Integration Corner: New Vision Apps
Most of us are familiar with the incredible continuing advances in computing power on the desktop. Faster and faster clock speeds give us more and more raw processing capability-in most cases, more raw processing capability than we know what to do with.
In 1998, I developed a new set of machine vision libraries that made use of the multimedia-processing extension (MMX) instruction sets on Intel central processing units (CPUs). These instructions allowed me to perform image processing operations in real time that I never would have even attempted before.
Now, 12 years down the road, clock speeds are 10 times faster, and most PC components have kept pace, allowing us to perform operations that used to take 10 milliseconds (mS) in a single one.
Furthermore, the processors we are using have four or eight cores, allowing us to perform many operations 40 or 80 times faster-theoretically.
Back in reality, there are two problems. First, using multiple cores is not always easy. Multiple cores in a CPU are almost like independent computers. You cannot go four times faster on a four-core processor unless you can break your application into four equally “hard” chunks that can keep all of those cores busy. Our applications have to be specifically designed to want, and to use, all of those cores.
The second problem is the fact that most applications do not really need to go faster. The speeds we hit back in 1998 were adequate for 80% of the machine vision jobs in the commercial space. So from a business perspective, adding all of this processing capability might not really be worth even worrying about. For example, if your car could go 200 mph, would that really be much of a benefit driving across town?
But it turns out that there are common problems in machine vision that can be made to use all of that capability. Instead of the 200 mph car, we will use four 50 mph buses and move a lot more people around. Here are two of the most common problems that my company works on regularly and which benefit from this new processing world.
Difficult Pattern Recognition JobsFactory automation and automated commercial imaging jobs usually have tight processing time budgets. The gizmo goes by, you take one or more images of it, and within milliseconds, or a few seconds at most, all of the analysis must be complete. Results logged, decisions made, bad parts funneled off into the rework bucket.
One of the most cumbersome and computationally intensive operations is pattern matching, and regardless of which technique is used, processors work hard to perform these calculations.
If there are several patterns to look for, things get very expensive. This happens in situations where the patterns may be rotated and scaled. But the situation gets much worse when several objects need to be searched for, or when the orientation of the target can vary; the appearance of those patterns from different angles basically turns them into different recognition problems. How do we deal with this?
One approach is to develop a 3-D geometrical model of the target and use advanced mathematical analysis to attempt to pull the patterns out of the images. That is interesting, but probably not how humans do it-and we can still put any computer-based pattern matcher to shame in these situations.
So how about a more bio-inspired approach? Since we have oodles of processing power and multiple cores, why not just pre-store the patterns in many different orientations and look for all of them?
Since we have processing power to burn, in this way we can make it useful. And we solve the problem of dividing our application amongst the available cores since each of the searching operations is basically an independent task anyway.

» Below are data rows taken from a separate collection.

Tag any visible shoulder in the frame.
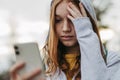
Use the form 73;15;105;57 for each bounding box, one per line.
107;51;120;67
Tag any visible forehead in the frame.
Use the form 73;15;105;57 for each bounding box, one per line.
55;1;68;15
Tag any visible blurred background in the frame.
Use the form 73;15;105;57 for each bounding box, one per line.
0;0;120;80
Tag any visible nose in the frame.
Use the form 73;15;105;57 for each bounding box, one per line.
62;20;71;32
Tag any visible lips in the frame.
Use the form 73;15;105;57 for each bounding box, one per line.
61;36;73;41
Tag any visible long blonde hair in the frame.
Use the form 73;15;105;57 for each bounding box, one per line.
44;0;104;73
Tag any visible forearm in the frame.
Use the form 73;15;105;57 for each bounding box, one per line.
73;17;106;80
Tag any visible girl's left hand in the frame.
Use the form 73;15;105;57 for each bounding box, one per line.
67;2;87;21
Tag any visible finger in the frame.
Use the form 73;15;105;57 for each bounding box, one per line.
22;68;41;80
67;15;74;21
79;3;87;17
67;6;77;18
9;62;25;78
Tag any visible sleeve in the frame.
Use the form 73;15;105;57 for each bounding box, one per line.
72;17;107;80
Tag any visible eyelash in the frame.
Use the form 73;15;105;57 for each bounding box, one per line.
55;19;62;23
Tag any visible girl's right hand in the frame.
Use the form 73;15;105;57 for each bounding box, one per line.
10;62;43;80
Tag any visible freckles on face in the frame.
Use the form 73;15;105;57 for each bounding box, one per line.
55;1;77;46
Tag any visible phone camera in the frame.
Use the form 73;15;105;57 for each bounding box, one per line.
15;51;20;55
14;46;18;49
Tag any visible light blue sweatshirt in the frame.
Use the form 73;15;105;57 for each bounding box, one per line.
47;0;120;80
47;17;120;80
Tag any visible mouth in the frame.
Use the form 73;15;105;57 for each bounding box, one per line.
61;36;74;41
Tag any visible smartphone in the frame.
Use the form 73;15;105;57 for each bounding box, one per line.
14;42;45;80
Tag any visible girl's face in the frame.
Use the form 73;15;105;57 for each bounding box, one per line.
55;1;77;47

We simply search for the patterns in many different forms and choose the solution that reports the highest confidence in finding its match.
OCROptical character recognition (OCR) is another chore that can benefit from multiple cores and fast processors. Most industrial OCR applications make use of specially designed fonts that are carefully printed to keep OCR read rates high. But what about OCR in the real world?
For example, license plate recognition is a popular application now. The plates are seen in variable lighting, from varying angles, and in the United States come from at least 50 states. There are at least 80 fonts in use, looking back historically over the past 20 years. Furthermore, the number of fonts and symbols is increasing as more and more states allow odd vanity symbols and plate designs.
Even in industrial applications, there have traditionally been many situations where the font or illumination of the label was not well-controlled, and these applications often have been solved either poorly or not at all.
The solution? Again, by attempting to read in many orientations and with many fonts simultaneously on multiple cores, a high-accuracy job of recognition can be done on a standard PC. Since each font and orientation reads as best it can and reports a confidence level, choosing the solution highest confidence not only reads the label, but also tells us a great deal about orientation and scale.
After you get the hang of the concept, you will see how many machine vision applications can be recast for a parallel processing, multicore architecture. Add some standard-interface GigE cameras to a traditional Windows or Linux server and your hardware image acquisition and processing setup is complete.